The iOS app Videolicious was launched a couple of years ago with the idea of allowing you to quickly create multimedia stories on-the-hoof. Last week journalism and technology website Poynter revealed The Washington Post asks journalists without multimedia backgrounds, to use the app.
How it helps you
This app is great for putting together quick packages whilst out in the field, press conferences, Marches or gigs. In Poynter’s demo Andrew Beaujon uses it from a technology and journalism conference.
Once you’re happy with your piece, you have the option to add licence free music and even filters. If you upgrade from the free version you can add licensed music and logos to make your video more professional. You then have the option of sending to YouTube or it can be shared directly via Videolicious’ own player and dashboard.

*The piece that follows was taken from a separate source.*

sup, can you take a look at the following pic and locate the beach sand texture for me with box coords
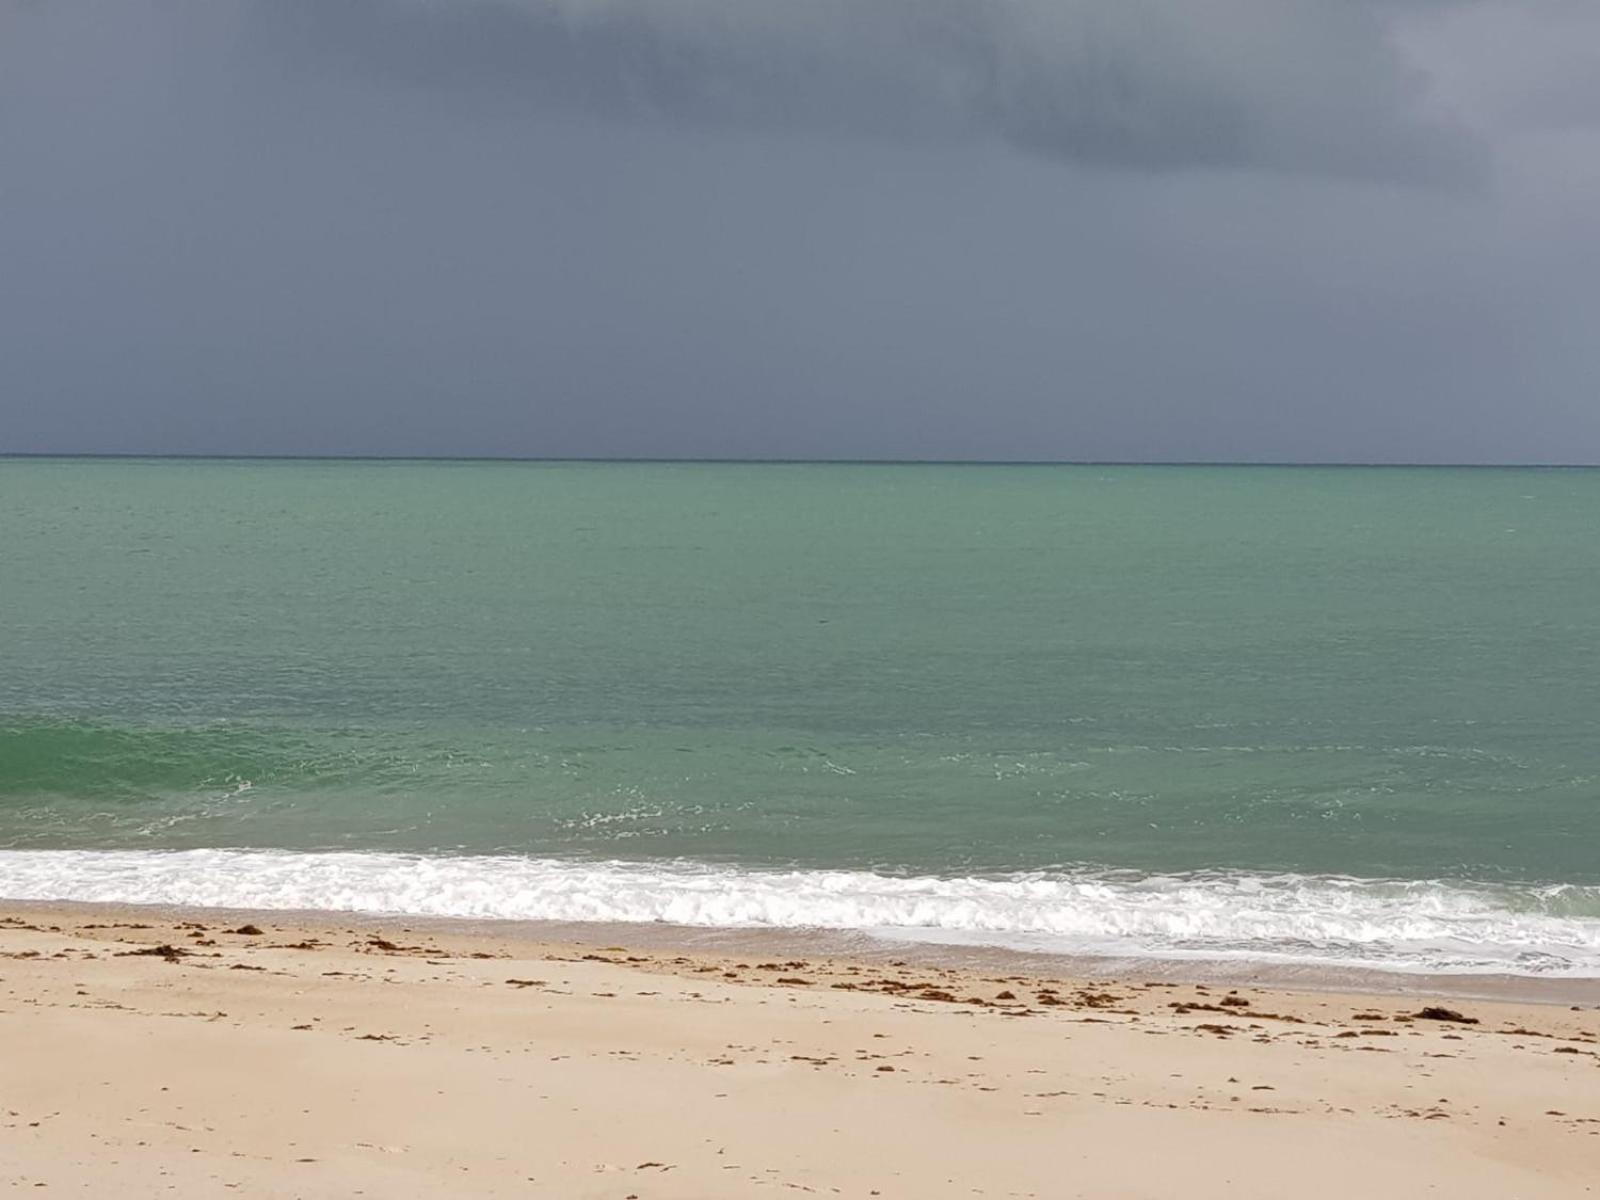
[3,906,1597,1197]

I created a quick dispatch based on an event I covered last week. It was relatively quick to put together, although I retrofitted it and had to spend time downloading the elements to my phone. The app requires you to do your post in one take, so I had to do quite a few retakes. This arguably, is good practice but not so good if you’re used to sorting out problems in the edit suite. Also the camera is really unflattering (especially if your shooting from a desk upward) and I was much more comfortable with just audio. A good point is that you can upload a high or lo-res version depending on whether you’ve got good phone coverage or not.
My attempt to upload to my YouTube account didn’t work.
Surprisingly, even though it’s a few years old, Videolicious does tend to crash. But then my iPhone is in need of an upgrade and it might deal better with images and video shot on the phone. I would have liked more of a chance to fix things retrospectively but the video can upload to a dashboard where potentially a multimedia editor could pick it up, check and re-edit if need be.
An app with real potential, but it needs practice. And possibly a recent smartphone.